En découvrant dans la presse les textos échangés par Dominique
Strauss-Kahn avec ses amis lillois, combien d'hommes et de femmes
ont frémi à l'idée qu'un jour ils puissent avoir à rendre des comptes sur
les SMS qui rythment leur vie intime ? La police dispose depuis peu
de nouveaux outils qui lui permettent de savoir à peu près tout de
ces échanges numériques. À condition de respecter certaines
règles légales. Elle a placé en 2010 plus de 20.000 lignes cellulaires
sous écoute judiciaire, la dérivation des SMS constituant une
option, généralement souscrite par les services d'enquête.
• La mémoire du mobile
Concernant l'affaire de Lille, les textos de DSK ont été récupérés
dans la mémoire du téléphone d'un entrepreneur qui avait bien
pensé à effacer ses réponses à l'homme politique (messages
envoyés), mais pas les questions posées par celui-ci (messages
reçus). Quand bien même il aurait tout écrasé, des logiciels
sont fournis par les fabricants de smartphones pour
restaurer les données, notamment le journal des appels.

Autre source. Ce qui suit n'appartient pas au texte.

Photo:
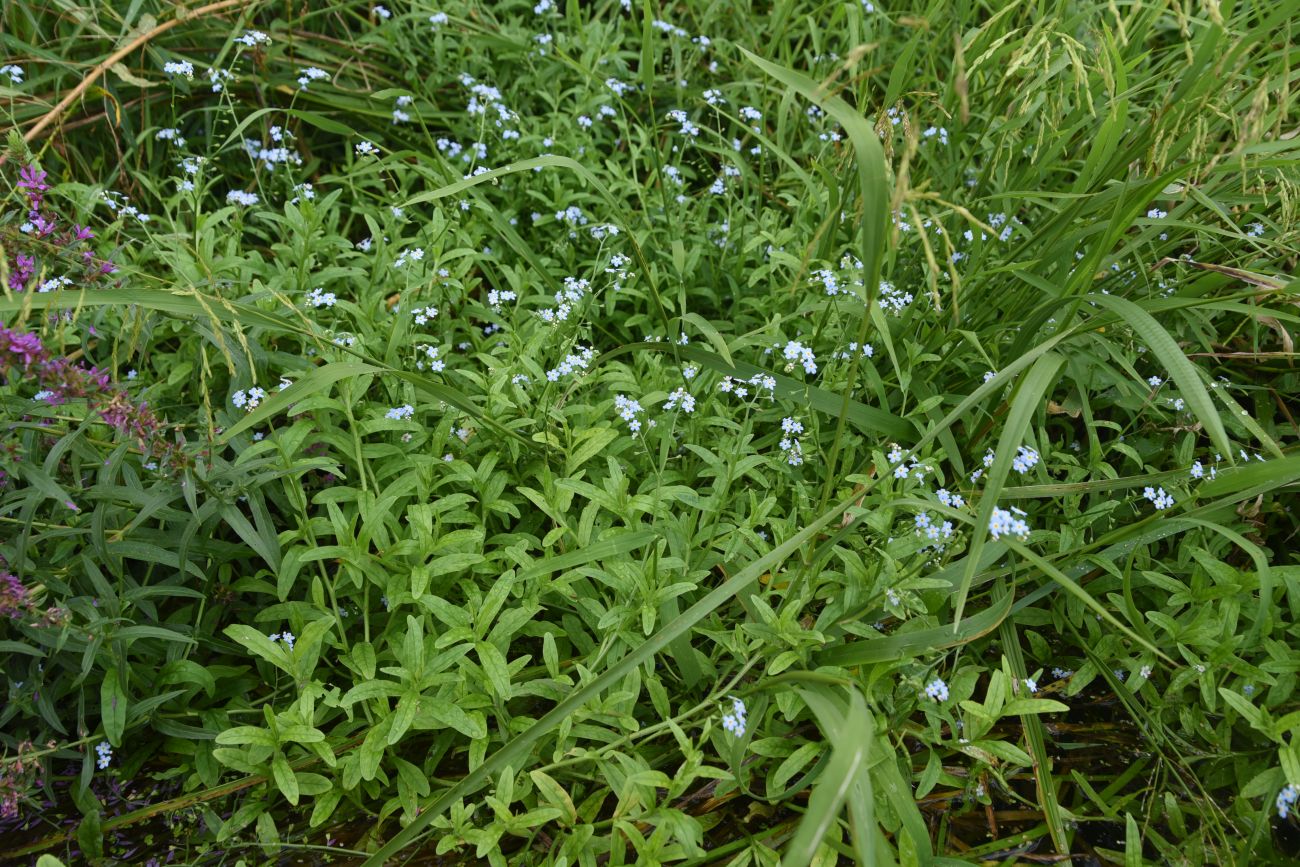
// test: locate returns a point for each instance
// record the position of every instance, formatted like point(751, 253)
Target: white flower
point(681, 399)
point(736, 722)
point(1286, 800)
point(254, 38)
point(937, 690)
point(1158, 497)
point(319, 298)
point(1002, 523)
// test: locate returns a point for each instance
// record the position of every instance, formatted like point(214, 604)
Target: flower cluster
point(934, 533)
point(424, 315)
point(791, 445)
point(1287, 800)
point(104, 750)
point(572, 363)
point(893, 299)
point(736, 722)
point(952, 501)
point(737, 388)
point(14, 601)
point(250, 399)
point(320, 298)
point(64, 380)
point(1004, 523)
point(680, 399)
point(575, 290)
point(797, 352)
point(1158, 497)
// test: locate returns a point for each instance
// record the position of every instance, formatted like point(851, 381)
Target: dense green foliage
point(672, 434)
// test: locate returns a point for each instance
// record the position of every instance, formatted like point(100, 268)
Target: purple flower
point(13, 597)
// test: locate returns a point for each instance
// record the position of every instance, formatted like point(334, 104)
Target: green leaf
point(252, 735)
point(1018, 706)
point(1027, 402)
point(285, 779)
point(1178, 365)
point(514, 751)
point(113, 707)
point(849, 735)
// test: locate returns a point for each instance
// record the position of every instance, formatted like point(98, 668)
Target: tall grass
point(1013, 580)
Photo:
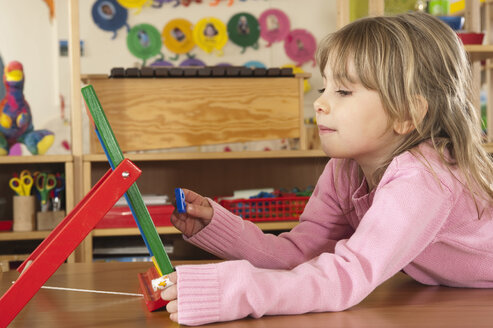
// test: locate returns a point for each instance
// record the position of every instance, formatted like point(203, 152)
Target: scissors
point(60, 186)
point(22, 185)
point(44, 183)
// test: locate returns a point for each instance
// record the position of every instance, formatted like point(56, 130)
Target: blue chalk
point(180, 201)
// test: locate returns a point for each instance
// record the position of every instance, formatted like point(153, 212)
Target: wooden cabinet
point(211, 174)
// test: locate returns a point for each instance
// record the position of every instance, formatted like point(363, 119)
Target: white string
point(90, 291)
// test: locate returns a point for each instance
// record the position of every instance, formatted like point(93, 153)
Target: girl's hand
point(199, 214)
point(170, 294)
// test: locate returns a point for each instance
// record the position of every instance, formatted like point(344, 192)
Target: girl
point(408, 187)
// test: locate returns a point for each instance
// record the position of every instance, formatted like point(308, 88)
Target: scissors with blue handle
point(60, 186)
point(44, 184)
point(22, 185)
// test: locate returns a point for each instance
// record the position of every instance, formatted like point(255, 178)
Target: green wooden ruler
point(133, 195)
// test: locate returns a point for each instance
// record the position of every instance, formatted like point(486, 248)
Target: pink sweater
point(347, 243)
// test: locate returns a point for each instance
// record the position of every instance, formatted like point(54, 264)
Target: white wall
point(27, 35)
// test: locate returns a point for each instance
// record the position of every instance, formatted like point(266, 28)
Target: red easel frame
point(63, 240)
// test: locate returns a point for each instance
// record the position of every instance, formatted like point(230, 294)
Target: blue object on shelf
point(181, 206)
point(455, 22)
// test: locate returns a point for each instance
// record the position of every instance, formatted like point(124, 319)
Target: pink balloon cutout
point(274, 25)
point(300, 46)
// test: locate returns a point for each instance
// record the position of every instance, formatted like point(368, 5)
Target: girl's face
point(352, 123)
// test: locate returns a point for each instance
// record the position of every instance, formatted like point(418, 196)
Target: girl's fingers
point(198, 211)
point(173, 276)
point(172, 307)
point(170, 293)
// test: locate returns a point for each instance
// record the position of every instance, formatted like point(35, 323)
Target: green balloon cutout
point(144, 41)
point(244, 30)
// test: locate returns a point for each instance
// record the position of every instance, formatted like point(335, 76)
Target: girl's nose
point(321, 107)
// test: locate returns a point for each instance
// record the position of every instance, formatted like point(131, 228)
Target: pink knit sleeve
point(321, 225)
point(408, 210)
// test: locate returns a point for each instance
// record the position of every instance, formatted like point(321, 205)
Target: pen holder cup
point(24, 213)
point(49, 220)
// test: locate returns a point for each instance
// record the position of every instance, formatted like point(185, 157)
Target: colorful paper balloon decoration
point(210, 34)
point(244, 31)
point(109, 16)
point(274, 26)
point(159, 3)
point(144, 41)
point(300, 46)
point(296, 69)
point(161, 63)
point(135, 4)
point(178, 36)
point(187, 3)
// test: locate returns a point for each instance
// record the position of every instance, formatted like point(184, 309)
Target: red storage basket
point(267, 209)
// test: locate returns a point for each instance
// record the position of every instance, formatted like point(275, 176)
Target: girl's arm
point(406, 215)
point(321, 225)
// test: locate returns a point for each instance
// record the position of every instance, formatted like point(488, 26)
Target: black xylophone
point(202, 71)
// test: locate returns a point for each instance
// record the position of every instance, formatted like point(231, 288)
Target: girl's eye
point(344, 93)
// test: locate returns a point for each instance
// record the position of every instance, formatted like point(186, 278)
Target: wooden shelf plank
point(479, 52)
point(35, 159)
point(211, 155)
point(27, 235)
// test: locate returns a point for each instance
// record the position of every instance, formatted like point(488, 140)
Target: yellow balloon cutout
point(296, 69)
point(210, 33)
point(135, 4)
point(178, 36)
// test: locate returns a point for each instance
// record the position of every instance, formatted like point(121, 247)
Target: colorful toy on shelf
point(274, 26)
point(109, 16)
point(244, 31)
point(15, 117)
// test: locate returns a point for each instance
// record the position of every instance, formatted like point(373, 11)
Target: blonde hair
point(407, 58)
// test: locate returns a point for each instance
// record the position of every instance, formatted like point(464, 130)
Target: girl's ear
point(407, 126)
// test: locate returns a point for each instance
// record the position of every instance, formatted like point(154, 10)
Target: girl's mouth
point(322, 129)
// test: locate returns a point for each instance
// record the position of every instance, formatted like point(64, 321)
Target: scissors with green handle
point(44, 184)
point(22, 185)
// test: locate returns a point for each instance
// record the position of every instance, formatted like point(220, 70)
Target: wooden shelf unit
point(211, 174)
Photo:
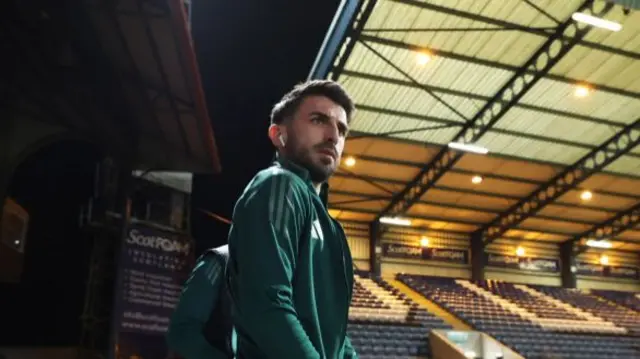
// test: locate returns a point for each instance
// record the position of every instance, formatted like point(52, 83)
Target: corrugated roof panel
point(443, 225)
point(455, 214)
point(389, 149)
point(353, 201)
point(598, 67)
point(554, 226)
point(362, 60)
point(385, 170)
point(509, 46)
point(441, 72)
point(600, 200)
point(466, 199)
point(611, 183)
point(630, 234)
point(350, 215)
point(583, 214)
point(409, 99)
point(559, 127)
point(379, 123)
point(355, 185)
point(560, 96)
point(534, 235)
point(512, 168)
point(533, 149)
point(627, 38)
point(456, 180)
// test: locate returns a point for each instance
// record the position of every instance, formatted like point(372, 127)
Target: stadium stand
point(384, 323)
point(619, 315)
point(513, 326)
point(626, 299)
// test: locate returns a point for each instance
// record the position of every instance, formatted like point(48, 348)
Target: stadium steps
point(603, 299)
point(430, 306)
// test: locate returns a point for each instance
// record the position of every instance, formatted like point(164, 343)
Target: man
point(201, 325)
point(290, 269)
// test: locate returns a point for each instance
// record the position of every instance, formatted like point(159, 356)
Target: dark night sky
point(250, 53)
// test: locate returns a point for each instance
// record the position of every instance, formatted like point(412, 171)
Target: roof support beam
point(514, 26)
point(612, 227)
point(523, 80)
point(345, 29)
point(621, 143)
point(488, 63)
point(340, 25)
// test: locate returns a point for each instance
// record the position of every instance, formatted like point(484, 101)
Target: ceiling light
point(599, 244)
point(424, 241)
point(395, 220)
point(596, 21)
point(468, 148)
point(350, 161)
point(586, 195)
point(582, 91)
point(423, 58)
point(604, 259)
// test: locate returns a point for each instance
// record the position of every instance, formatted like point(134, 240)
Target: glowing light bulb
point(350, 161)
point(586, 195)
point(424, 241)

«Tous les mobiles n'offrent pas cette possibilité, certains
modèles anciens présentant une architecture rudimentaire,
mais un BlackBerry comme celui que j'utilise perd
difficilement la mémoire», ironise un chef de groupe de la
brigade des stups. Par ailleurs, la puce ou carte SIM de l'appareil,
même endommagée, peut dévoiler ses secrets. Des analyses
fines permettent notamment de lire des résidus de données qui
seront ensuite assemblés, comme un puzzle. La gendarmerie
technique et scientifique, à Rosny-sous-Bois, est passée maître
dans l'art de faire parler les composants détruits.
• Les données de connexion
La loi fait obligation aux opérateurs de conserver un an les
données de connexion des lignes attribuées, c'est-à-dire
les numéros appelant et appelés, y compris lors d'échanges
de SMS, les heures de début et de fin d'appel et les bornes
activées lors de la connexion. Les magistrats peuvent ainsi
demander aux services enquêteurs de reconstituer sur une
année les liens entre les individus et même leurs itinéraires,
à la seconde près. Par ailleurs, dans le cadre de la lutte
antiterroriste et uniquement dans ce cadre, une loi de 2006
autorise les services à obtenir ces données directement
auprès des opérateurs, après visa d'une personnalité qualifiée
placée auprès du ministre de l'Intérieur.
• Le contenu des messages
Officiellement, le contenu des textos n'est pas archivé par les
opérateurs comme le sont les données de connexion. Mais un
technicien concède que «techniquement la chose est possible».
Et même réalisée, puisqu'un texto dont l'envoi échoue est
renvoyé jusqu'à trois jours plus tard en cas de saturation
du réseau. «Dans les pays du Golfe et dans la Tunisie de Ben Ali,
ils sont archivés ou l'ont été», révèle un ingénieur contacté
par Le Figaro.
Légalement, en tout cas, la police ne peut se faire
transmettre les contenus qu'à compter d'une demande
formulée dans deux cadres précis. D'abord, en réclamant une
interception de sécurité ou «écoute administrative», visée par
Matignon, pour prévenir le terrorisme, l'espionnage économique,
le crime organisé, la reconstitution de ligue dissoute ou pour des
motifs de sécurité nationale. Ensuite, dans le cadre d'écoutes
Judiciaires réclamées par un magistrat. Le flux pourra alors
être dérivé pour un mois, renouvelable une fois, dans le cadre
des enquêtes préliminaires du parquet, uniquement pour les
infractions les plus graves, et pour quatre mois, renouvelables
autant que de besoin, lorsque l'affaire dépend d'un juge d'instruction.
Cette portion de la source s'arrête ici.